C’est pourquoi, bien que cela paraisse tout à fait contre-intuitif, le travail sur soi-même, les transformations de notre moi au sens le plus étroit, doivent nécessairement accompagner l’action politique et la quête de justice. Il n'y a pas de tension entre l'éthique et la politique. Il n'y a pas de priorité de l'un sur l'autre - il n'y a pas de passage de l'un à l'autre. Les deux sont inextricablement liés dans la mesure où chacun de nos choix, chaque action est le fondement de notre condition politique. Agir ou ne pas agir, et comment agir, ou non, est un choix éthique qui est également entièrement politique. Il n'y a pas d'équilibre naturel en politique - et il n'y en aura jamais. Chaque moment est produit par des actions et des inactions infinies de chacun d’entre nous. Il n’ya rien mais une lutte constante sur les ressources, la richesse, la réputation, la force, l’influence, les valeurs et les idéaux - des luttes de pouvoir constantes.

Ceux qui comprennent cela essaient pour la plupart de le dissimuler afin de prendre le dessus. L'art en politique est de mettre en place une façade, un vernis de civilité et de normalité. Faire croire que la politique n'est pas une bataille. Pour calmer et apaiser, en même temps que nous élaborons des stratégies et nous engageons. "La présidence est plus grande que n'importe lequel d'entre nous", nous dit-on. « Nous devons tous travailler dur pour assurer une transition réussie » , car « une administration présidentielle doit suivre l'autre. » 143 Ce sont les arts, la technè de la politique, destinée à apaiser et distraire, et en même temps pour diriger ou plutôt induire en erreur le sujet et citoyen. Pour leur faire croire qu'ils ne doivent pas toujours se préoccuper de politique, ni vraiment se salir les mains, ni s'impliquer trop, ou protester trop violemment. Qu'ils doivent se contenir, respecter les règles ou laisser leurs représentants élus s'en charger. Cette politique n'est pas une guerre. Que les choses soient sous contrôle.

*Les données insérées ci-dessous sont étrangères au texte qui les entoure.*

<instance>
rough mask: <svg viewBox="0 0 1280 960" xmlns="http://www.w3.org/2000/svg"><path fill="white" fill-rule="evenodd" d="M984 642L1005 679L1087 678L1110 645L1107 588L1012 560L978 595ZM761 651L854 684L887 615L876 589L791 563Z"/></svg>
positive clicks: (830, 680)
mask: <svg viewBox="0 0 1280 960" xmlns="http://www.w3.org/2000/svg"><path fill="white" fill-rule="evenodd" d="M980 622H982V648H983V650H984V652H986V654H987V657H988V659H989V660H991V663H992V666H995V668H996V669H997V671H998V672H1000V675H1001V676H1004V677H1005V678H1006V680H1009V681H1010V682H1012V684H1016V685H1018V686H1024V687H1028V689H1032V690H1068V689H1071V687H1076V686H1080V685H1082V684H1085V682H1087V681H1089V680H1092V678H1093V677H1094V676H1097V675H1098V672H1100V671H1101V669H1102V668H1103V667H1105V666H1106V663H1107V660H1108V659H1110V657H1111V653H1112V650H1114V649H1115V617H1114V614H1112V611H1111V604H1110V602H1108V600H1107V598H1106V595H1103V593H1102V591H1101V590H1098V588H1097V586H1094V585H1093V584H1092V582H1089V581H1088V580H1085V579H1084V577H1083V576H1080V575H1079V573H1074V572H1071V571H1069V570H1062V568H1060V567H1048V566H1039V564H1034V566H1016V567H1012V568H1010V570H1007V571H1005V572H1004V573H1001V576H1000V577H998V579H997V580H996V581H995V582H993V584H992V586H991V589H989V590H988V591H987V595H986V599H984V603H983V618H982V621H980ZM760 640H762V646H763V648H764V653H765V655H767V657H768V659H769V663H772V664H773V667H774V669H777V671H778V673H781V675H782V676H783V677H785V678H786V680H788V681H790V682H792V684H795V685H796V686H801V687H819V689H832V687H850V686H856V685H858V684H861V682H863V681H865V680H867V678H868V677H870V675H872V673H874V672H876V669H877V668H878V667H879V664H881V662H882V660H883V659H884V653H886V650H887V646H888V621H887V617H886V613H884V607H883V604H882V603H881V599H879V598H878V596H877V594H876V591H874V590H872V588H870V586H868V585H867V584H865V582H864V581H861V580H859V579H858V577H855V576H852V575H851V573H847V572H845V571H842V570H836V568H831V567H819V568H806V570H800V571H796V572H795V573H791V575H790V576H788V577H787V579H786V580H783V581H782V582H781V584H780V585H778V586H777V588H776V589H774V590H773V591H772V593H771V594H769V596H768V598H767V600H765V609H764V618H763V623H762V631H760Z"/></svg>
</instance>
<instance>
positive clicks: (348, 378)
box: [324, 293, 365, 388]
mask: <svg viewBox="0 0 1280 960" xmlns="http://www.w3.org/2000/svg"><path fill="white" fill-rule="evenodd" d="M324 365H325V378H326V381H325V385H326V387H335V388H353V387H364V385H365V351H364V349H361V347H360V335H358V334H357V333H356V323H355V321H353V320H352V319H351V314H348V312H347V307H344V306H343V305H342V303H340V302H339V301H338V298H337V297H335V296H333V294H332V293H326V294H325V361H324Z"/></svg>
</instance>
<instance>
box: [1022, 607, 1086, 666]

«Profitez de votre vie privée et familiale», «faites des emplettes encore», «poursuivez vos projets et ambitions personnels», nous dit-on, et tout ira pour le mieux. Rien ne pourrait être plus éloigné de la vérité! Non, les choses ne fonctionneront pas pour le mieux, mais les autres décideront comment restructurer les lois et les impôts, redistribuer la richesse et en tirer profit. «La poursuite de l’intérêt personnel mènera au bien commun», c’est peut-être la plus grande illusion de tous. Une farce, si ce n'était pas si tragique. Une stratégie qui permettra simplement à d'autres de déterminer le «bien commun». Ou de permettre à d'autres d'affirmer, de manière rassurante, que notre situation politique est sous contrôle, ou bien régulée, ou contrôlée par des normes. Mais ce n'est pas. Il n'est pas sous contrôle , sauf dans la mesure où il est entièrement contrôlé . Il est façonné par toutes nos actions et nos inactions.